Again, a severe economic downturn would make obvious displays of wealth – like the one on Nicki Minaj’s Instagram account – seem callous, insensitive, obnoxious, odious and offensive.

And now that fur coats are considered an abomination – except on rappers – attention could turn to celebrities who wear a diamond watch. Yes, the shame would “even” fall on POC. Yeah, about those fur coats . . .

The campaign to ostracize fur wearers was not linked to the economy. PETA and others attacked fur coats on the grounds of animal cruelty. The fact that they were worn by wealthy woman was a bonus. By the same token, buying and wearing diamonds is attacked on the basis of “third world” exploitation. The fact that wealthy people wear a diamond watch is a bonus.

Just as there are companies claiming “humanely harvested” fur, there are “ethically sourced” and “conflict-free” diamonds. Patek Philippe and their peers make no mention of their sparklers’ source – indicating that there’s no appreciable “blood diamond watch” backlash. Yet. If there was the watchmakers would adopt and advertise those “ethical” practices. But by then, the social acceptability of diamond watches would be on its way out (especially in Hollywood and the LA music scene).

There are dark clouds on the diamond watch horizon. I reckon they’ll pass by harmlessly; conspicuous consumption may hide itself a way for a while, but it always comes back.

The diamond watch will remain the “ultimate horological status symbol.” Unless the diamond cartel finally losing its grip, sending prices into the basement, making diamonds widely available, removing their cachet. Diamond-encrusted baby wear could the next big thing – at Kmart! How great is that?

7 COMMENTS

  1. There’s a difference in how the hoi polloi and the intergenerationally well-heeled display their wealth.

    The newly rich (or those who want to show they arrived) make visible declarations. Bling bling. Accessible items with big logos like sunglasses and belts and purses. Insta posts. If you got it flaunt it baby.

    Old money shuts the f up. It knows the benefit of wealth is not in having it, but keeping it, generation after generation. They can afford the diamond encrusted Rollie, but to peacock wealth is to invite scrutiny from the unwashed masses. To appear gauche.

    Bottom line: these are two different markets. They have different values, and so they have different consumption patterns.

    Great topic today.

  2. If I could exemplfy the concept of “new money”, I would use the image on top. And well, it takes just a little search on chrono24 to discover that the aftermarket diamond-encrusted timepieces retail for far less than their plain brethren.

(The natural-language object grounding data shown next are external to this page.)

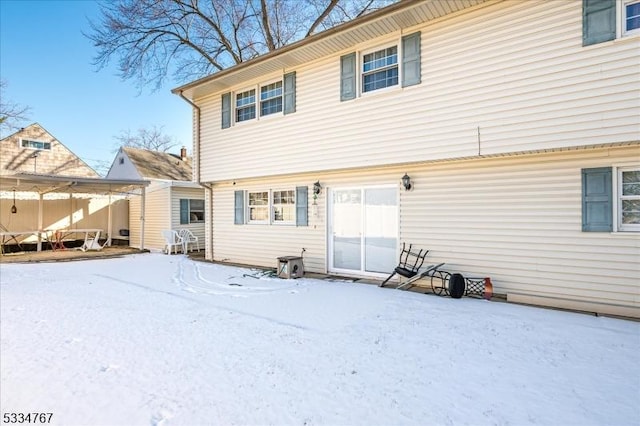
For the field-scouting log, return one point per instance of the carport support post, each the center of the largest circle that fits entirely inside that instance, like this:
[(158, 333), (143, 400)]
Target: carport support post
[(40, 220), (109, 225)]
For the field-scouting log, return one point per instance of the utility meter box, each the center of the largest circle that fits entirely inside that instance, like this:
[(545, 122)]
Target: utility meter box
[(290, 267)]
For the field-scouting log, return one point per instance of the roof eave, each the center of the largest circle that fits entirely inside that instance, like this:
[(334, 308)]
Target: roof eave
[(207, 84)]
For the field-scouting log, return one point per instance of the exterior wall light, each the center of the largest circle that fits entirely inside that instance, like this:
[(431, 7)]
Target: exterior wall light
[(406, 182)]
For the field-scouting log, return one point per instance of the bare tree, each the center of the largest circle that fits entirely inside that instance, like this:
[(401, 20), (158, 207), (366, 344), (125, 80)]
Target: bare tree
[(11, 115), (188, 39), (146, 138)]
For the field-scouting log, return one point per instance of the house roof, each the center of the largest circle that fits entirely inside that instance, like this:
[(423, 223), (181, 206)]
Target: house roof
[(393, 18), (159, 165), (25, 130)]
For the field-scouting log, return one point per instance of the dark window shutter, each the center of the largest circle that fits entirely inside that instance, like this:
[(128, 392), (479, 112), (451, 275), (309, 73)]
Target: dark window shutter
[(348, 77), (289, 93), (302, 214), (226, 110), (239, 208), (597, 201), (184, 211), (598, 21), (411, 59)]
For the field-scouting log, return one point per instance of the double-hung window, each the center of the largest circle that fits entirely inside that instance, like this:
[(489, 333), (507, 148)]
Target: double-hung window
[(284, 206), (606, 20), (275, 207), (26, 143), (630, 17), (258, 207), (191, 211), (380, 69), (271, 98), (629, 199), (246, 105)]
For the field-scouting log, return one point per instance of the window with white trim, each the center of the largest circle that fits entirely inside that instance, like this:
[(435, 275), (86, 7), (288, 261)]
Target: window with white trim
[(33, 144), (284, 206), (380, 69), (191, 211), (629, 199), (271, 98), (258, 206), (630, 17), (246, 105)]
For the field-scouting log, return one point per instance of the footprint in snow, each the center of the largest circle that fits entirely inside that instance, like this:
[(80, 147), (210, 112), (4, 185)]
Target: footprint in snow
[(109, 367), (159, 419)]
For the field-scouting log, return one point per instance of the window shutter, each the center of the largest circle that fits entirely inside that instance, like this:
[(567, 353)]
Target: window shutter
[(598, 21), (348, 77), (184, 211), (289, 93), (302, 215), (597, 202), (411, 59), (226, 110), (239, 208)]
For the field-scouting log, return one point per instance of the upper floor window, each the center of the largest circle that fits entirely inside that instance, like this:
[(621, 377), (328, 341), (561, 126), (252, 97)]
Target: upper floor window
[(271, 98), (604, 20), (398, 64), (275, 97), (380, 69), (27, 143), (631, 16), (246, 105)]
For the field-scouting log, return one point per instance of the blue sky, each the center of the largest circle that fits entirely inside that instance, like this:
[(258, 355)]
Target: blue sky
[(46, 62)]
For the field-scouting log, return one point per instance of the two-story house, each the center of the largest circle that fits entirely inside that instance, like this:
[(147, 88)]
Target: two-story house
[(503, 136)]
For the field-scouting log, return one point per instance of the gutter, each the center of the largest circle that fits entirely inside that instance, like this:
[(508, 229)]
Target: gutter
[(207, 186), (197, 138)]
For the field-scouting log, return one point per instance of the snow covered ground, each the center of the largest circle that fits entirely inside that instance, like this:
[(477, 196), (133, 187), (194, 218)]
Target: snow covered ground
[(152, 339)]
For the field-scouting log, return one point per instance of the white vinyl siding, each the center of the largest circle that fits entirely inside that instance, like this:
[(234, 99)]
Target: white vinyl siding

  3. It’s a great post, and I love the comments. However, for most people, the bracelet is every bit as important as, if not more so, than the watch itself. My mother was bitterly disappointed to learn that her 14k gold watch had no value because…quartz.

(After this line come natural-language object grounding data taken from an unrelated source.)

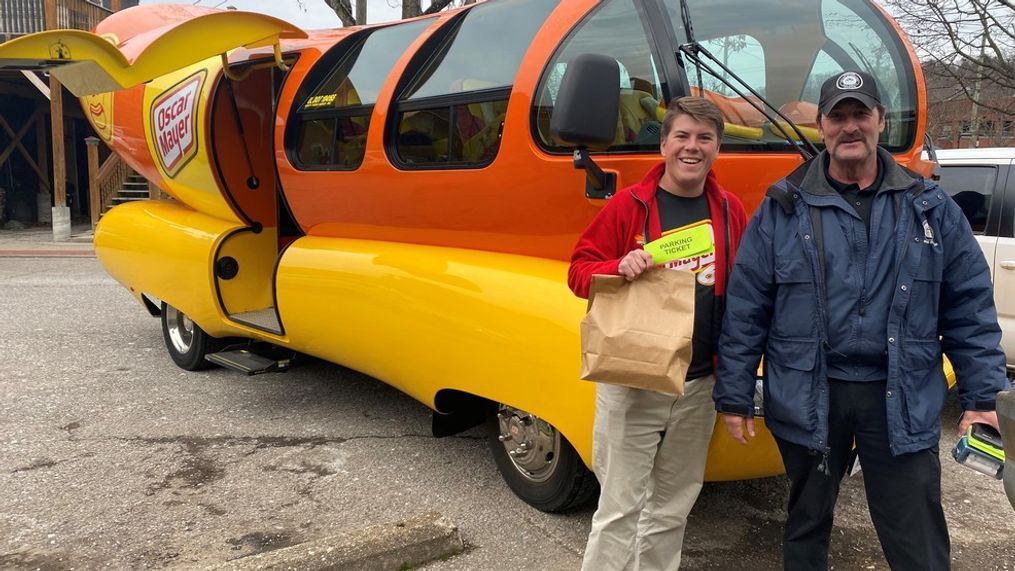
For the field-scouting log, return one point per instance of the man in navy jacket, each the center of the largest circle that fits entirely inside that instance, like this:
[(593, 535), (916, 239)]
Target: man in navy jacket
[(853, 276)]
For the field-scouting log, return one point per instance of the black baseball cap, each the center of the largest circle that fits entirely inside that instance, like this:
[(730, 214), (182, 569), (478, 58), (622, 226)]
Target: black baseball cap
[(849, 85)]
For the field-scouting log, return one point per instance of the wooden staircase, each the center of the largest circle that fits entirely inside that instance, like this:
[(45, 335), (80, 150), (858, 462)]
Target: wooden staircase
[(134, 188)]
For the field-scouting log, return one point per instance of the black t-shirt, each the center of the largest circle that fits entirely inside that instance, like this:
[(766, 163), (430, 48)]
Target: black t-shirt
[(676, 213), (860, 199)]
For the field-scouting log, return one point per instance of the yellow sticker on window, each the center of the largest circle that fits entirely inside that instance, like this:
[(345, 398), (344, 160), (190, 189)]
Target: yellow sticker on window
[(681, 244)]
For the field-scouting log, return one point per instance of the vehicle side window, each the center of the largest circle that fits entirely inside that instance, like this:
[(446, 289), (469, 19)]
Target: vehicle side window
[(336, 116), (971, 187), (614, 29), (452, 113)]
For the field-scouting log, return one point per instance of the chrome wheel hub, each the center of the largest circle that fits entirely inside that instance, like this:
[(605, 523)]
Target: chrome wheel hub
[(532, 444), (181, 329)]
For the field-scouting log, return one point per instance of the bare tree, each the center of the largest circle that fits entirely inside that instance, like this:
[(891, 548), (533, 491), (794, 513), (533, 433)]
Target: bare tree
[(343, 9), (965, 44)]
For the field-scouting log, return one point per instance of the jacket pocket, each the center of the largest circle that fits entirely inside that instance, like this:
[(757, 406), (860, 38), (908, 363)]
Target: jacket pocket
[(789, 383), (925, 295), (794, 313), (924, 386)]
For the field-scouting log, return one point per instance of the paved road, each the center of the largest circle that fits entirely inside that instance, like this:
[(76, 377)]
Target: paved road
[(111, 456)]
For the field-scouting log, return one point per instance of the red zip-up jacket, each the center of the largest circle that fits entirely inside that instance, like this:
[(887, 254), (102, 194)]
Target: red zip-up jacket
[(618, 227)]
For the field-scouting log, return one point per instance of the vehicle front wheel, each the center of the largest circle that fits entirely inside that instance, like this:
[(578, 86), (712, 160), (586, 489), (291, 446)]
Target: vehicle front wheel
[(186, 341), (537, 461)]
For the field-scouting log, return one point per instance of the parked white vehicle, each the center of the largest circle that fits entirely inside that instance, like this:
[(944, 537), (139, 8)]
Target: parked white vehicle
[(983, 183)]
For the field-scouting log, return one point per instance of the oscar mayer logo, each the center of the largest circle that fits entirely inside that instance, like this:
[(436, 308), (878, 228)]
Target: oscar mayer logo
[(174, 124)]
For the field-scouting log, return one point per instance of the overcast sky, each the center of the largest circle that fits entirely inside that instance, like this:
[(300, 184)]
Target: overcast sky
[(315, 14)]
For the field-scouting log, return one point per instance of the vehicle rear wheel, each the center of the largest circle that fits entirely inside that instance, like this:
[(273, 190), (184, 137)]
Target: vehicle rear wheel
[(186, 341), (539, 465)]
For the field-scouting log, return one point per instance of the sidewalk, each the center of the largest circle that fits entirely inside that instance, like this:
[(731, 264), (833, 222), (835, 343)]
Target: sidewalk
[(37, 241)]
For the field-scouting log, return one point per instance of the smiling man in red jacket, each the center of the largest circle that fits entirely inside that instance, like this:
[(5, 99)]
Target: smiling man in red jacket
[(649, 448)]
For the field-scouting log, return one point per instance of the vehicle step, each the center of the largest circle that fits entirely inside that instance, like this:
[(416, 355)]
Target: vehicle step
[(247, 362)]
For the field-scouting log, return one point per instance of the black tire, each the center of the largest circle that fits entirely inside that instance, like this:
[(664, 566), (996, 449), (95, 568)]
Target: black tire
[(186, 341), (560, 483)]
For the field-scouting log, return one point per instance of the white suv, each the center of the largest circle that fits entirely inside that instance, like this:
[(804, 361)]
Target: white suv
[(983, 183)]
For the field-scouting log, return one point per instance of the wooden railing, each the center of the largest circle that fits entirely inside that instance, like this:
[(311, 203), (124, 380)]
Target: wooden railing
[(104, 182), (18, 17), (78, 14)]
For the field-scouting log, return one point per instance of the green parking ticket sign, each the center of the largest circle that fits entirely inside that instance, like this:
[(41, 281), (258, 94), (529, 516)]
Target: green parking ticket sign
[(681, 244)]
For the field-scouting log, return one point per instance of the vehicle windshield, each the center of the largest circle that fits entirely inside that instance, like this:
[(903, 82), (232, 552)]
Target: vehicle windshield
[(786, 49)]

  4. The big threat to diamonds, like other fancy carbon structures like the threads in carbon fiber reinforced plastic, is that it is becoming increasingly cheaper to manufacture them. We’re probably not too far out from a watch case formed of diamond.

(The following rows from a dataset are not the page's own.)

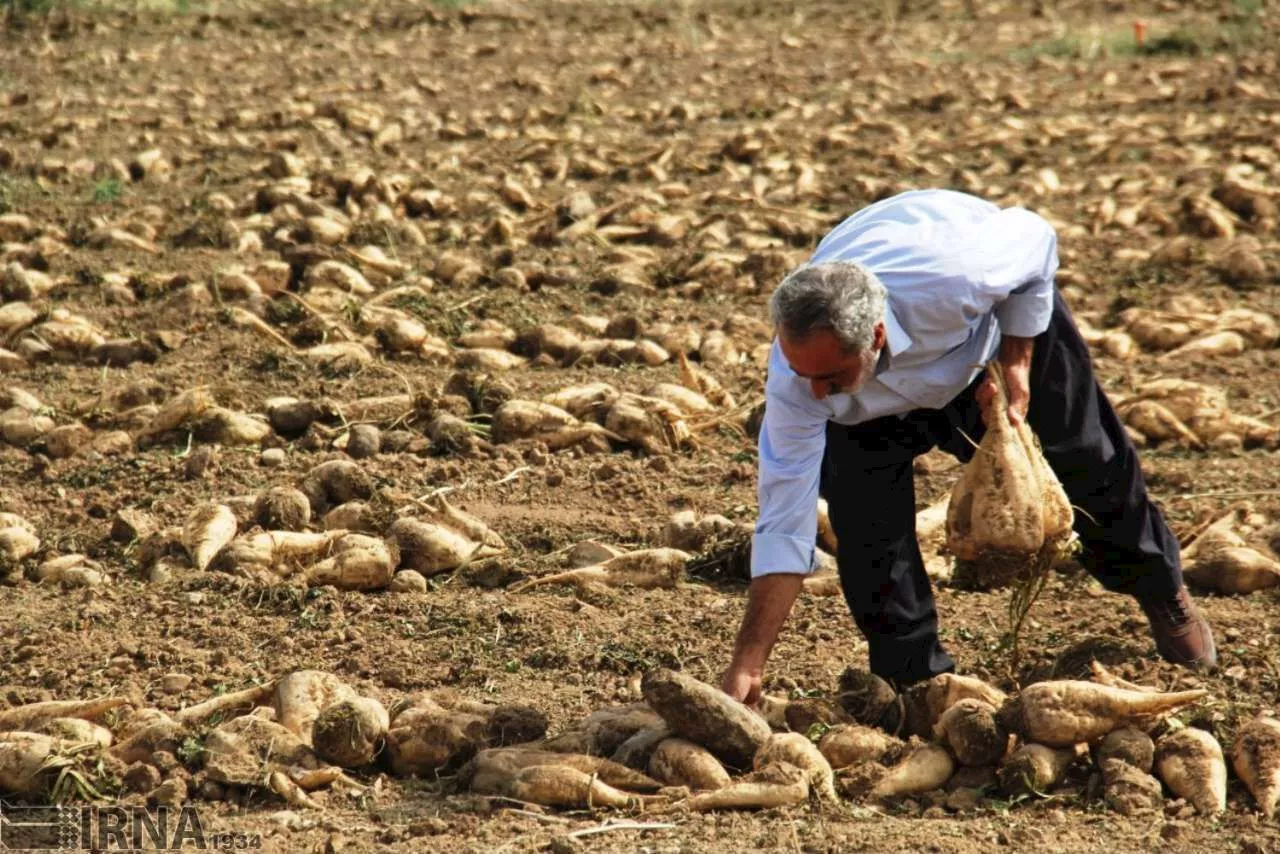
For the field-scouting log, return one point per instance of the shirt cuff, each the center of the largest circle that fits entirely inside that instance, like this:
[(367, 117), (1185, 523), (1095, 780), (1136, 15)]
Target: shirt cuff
[(1025, 315), (780, 553)]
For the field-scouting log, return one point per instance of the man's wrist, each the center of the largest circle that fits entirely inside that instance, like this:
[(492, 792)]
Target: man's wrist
[(1016, 351)]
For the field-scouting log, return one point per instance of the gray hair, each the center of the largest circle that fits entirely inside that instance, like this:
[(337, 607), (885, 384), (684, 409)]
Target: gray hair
[(842, 297)]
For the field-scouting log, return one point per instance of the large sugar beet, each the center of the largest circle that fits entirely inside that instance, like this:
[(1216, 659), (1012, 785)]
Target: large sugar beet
[(705, 716), (1008, 505)]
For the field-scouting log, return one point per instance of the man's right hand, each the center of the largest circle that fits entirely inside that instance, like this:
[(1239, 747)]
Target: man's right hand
[(743, 683), (768, 602)]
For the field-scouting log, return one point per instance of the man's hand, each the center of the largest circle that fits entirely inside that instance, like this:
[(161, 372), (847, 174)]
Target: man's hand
[(743, 683), (1015, 359), (768, 602)]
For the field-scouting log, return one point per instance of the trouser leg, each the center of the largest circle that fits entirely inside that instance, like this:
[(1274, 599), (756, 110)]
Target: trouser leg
[(869, 487), (1128, 546)]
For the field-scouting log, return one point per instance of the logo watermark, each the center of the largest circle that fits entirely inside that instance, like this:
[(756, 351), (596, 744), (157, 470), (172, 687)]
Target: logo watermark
[(113, 829)]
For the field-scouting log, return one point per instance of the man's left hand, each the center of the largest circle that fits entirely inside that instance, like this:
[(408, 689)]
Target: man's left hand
[(1015, 359)]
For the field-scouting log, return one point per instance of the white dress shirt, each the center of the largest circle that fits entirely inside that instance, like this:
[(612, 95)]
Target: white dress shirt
[(959, 272)]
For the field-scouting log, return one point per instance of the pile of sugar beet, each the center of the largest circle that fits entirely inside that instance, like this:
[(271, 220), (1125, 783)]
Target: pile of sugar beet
[(951, 740)]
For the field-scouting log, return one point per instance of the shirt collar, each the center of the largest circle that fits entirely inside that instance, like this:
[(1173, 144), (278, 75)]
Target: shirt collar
[(896, 341)]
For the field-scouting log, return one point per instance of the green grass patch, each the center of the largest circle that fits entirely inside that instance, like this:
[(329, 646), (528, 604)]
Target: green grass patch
[(1240, 32)]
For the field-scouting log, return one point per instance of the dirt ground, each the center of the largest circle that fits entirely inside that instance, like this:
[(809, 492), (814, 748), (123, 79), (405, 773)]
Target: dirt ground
[(728, 135)]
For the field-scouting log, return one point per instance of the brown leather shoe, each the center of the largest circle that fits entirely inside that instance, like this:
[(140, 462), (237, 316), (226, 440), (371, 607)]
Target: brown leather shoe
[(1183, 636)]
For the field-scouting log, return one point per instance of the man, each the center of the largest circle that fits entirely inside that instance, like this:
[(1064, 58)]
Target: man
[(878, 354)]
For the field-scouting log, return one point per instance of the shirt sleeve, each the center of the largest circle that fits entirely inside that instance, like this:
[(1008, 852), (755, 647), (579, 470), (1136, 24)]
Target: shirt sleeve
[(792, 441), (1018, 257)]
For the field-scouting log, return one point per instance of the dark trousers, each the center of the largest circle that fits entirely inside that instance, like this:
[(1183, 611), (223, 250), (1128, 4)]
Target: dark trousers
[(868, 483)]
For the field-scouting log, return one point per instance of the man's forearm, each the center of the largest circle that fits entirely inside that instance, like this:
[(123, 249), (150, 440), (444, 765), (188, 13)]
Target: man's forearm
[(768, 603)]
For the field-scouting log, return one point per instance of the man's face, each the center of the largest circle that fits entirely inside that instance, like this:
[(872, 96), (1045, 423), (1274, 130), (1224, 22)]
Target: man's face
[(828, 368)]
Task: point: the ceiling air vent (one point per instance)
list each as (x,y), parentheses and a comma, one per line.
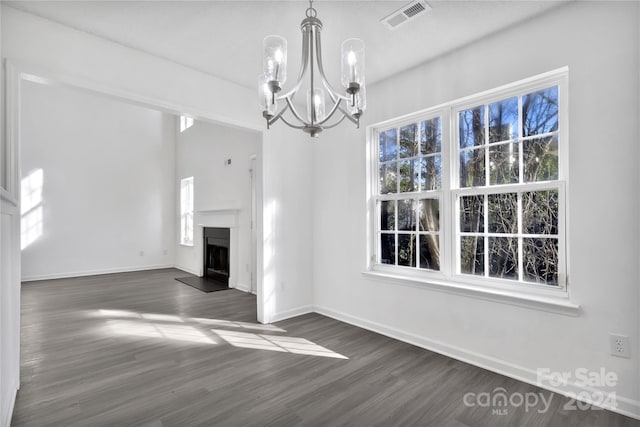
(405,14)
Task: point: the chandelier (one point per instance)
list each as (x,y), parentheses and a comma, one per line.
(349,103)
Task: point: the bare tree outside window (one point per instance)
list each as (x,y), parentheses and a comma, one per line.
(472,190)
(490,151)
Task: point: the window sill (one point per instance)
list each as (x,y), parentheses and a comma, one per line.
(558,305)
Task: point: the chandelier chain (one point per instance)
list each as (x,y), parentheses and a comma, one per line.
(311,12)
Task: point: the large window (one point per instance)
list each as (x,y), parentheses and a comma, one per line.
(474,191)
(186,211)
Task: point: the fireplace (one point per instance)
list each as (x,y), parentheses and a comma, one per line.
(216,255)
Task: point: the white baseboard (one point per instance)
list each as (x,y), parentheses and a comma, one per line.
(624,405)
(9,404)
(187,270)
(294,312)
(95,272)
(242,287)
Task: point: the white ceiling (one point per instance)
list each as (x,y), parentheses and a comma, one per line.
(224,38)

    • What? You can’t do that with natural diamonds, that’s not how it works. Precious metals/Steel is the setting, always has been, always will be.

      • Manufactured diamonds, like those sapphire cases, are not natural. Neither are the ruby jewels in movements. I can’t say I understand the sapphire case, as it doesn’t seem to do the dazzling light reflection thing that specially cut gemstones do, but people buy them nonetheless.

        • Manufactured diamonds would still be crap for a case since it’s not pliable enough unlike metals. Diamonds don’t scratch, they chip, so if you bump something, you’re actually chipping it and reducing the structural integrity. Steel is much cheaper.

          Sapphire stones don’t really dazzle as much as diamonds do, they’re more about the color and if they aren’t oiled (well natural ones).